En ce vendredi matin, la route se faufile vers le nord-ouest sous un ciel laiteux, et le premier brouillard de l' hiver dresse un décor fantomatique, dont, seuls, émergent les jeunes pins.
Je croise si peu de voitures, que je me demande d' où sortent ces files innombrables et ininterrompues, dont les phares m' éblouissent tant le soir, quand je reviens à la maison.
Perçant ce monde du silence que je devine, dans les étendues de pins ou de vignes, de part et d' autre de la route, je me fais la réflexion que ce manque de couleurs s' accorde très bien avec ce que je vais retrouver en arrivant sur mon lieu de travail, cette maison de retraite, où, contrairement à un hôpital, la bataille contre la mort est si souvent perdue.
Mais, un changement subtil dans la lumière, les bords de la route retrouvant des tons de vert et de roux, et la netteté de leurs formes,
je me dis que le soleil n' est pas entré en hibernation, et qu' il n' est pas loin d' envahir le ciel.
Une heure plus tard, j' arrive à destination, dans l' éclaboussement des couleurs retrouvées.
Cette façade parait bien avenante, et son teint de mandarine évoque une sorte de sérénité heureuse.
Mais voilà, des vents mauvais ont soufflé !
tous dirigés vers la nouvelle directrice, créant un syndrome de rejet qui est allé crescendo, et qui, jeudi soir, après mon départ, a éclaté en venéneuses fleurs du mal.
L' atmosphère, déjà exécrable, est devenue irrespirable. La " cible " a explosé soudainement, en une violente et démentielle décharge de son être. Police, pompiers, SMUR, sénateur-maire, médecin...........hospitalisation.
Certains jubilaient, d' autres, atterrés par la tournure des évènements, balbutiaient : " je ne voulais pas ça, c' est allé trop loin ".

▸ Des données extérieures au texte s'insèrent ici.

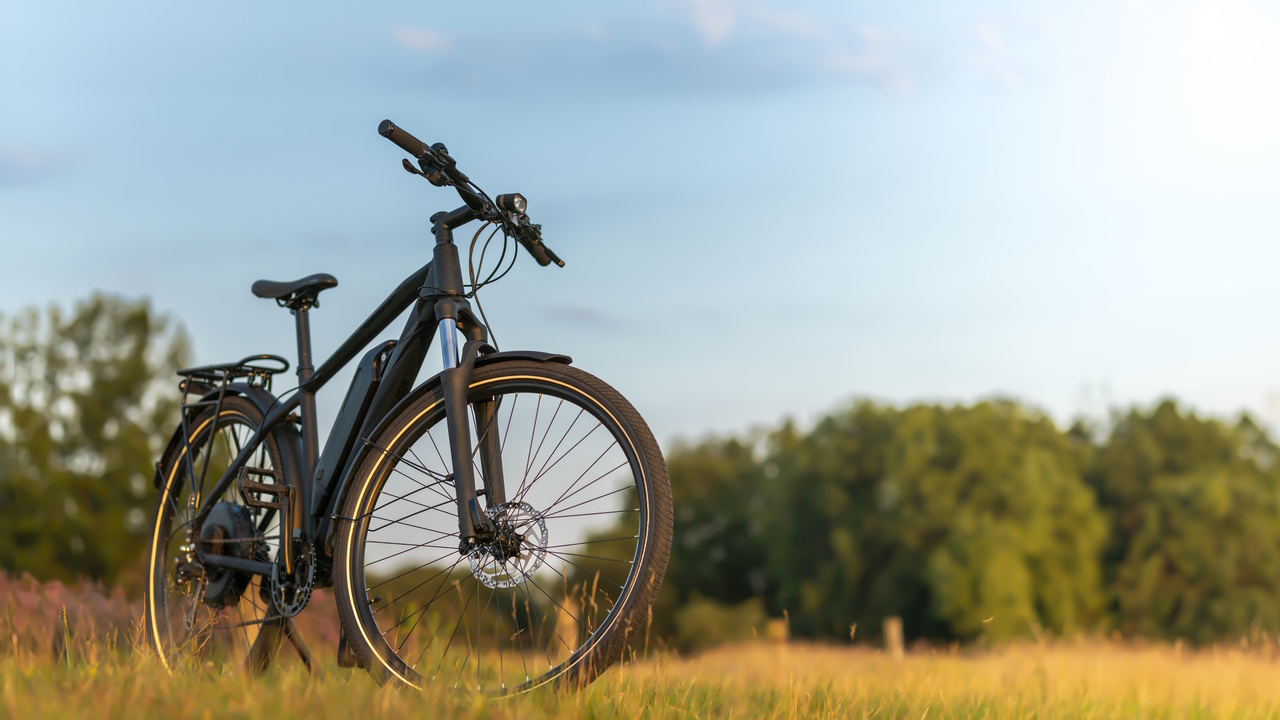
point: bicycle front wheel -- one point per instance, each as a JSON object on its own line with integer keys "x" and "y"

Eh oui ! c' est allé trop loin. Les crises ont ceci de particulier qu' elles ont tendance à s' exacerber et à échapper à la maîtrise de leurs instigateurs. Et la cible des vindictes, quels que soient ses torts, (et elle en a aussi), finit par perdre son humanité pour ne plus être qu' un objet que l' on veut éliminer.
Autant en emporte.......les vents, qui ne tiennent aucun compte de la fragilité des êtres.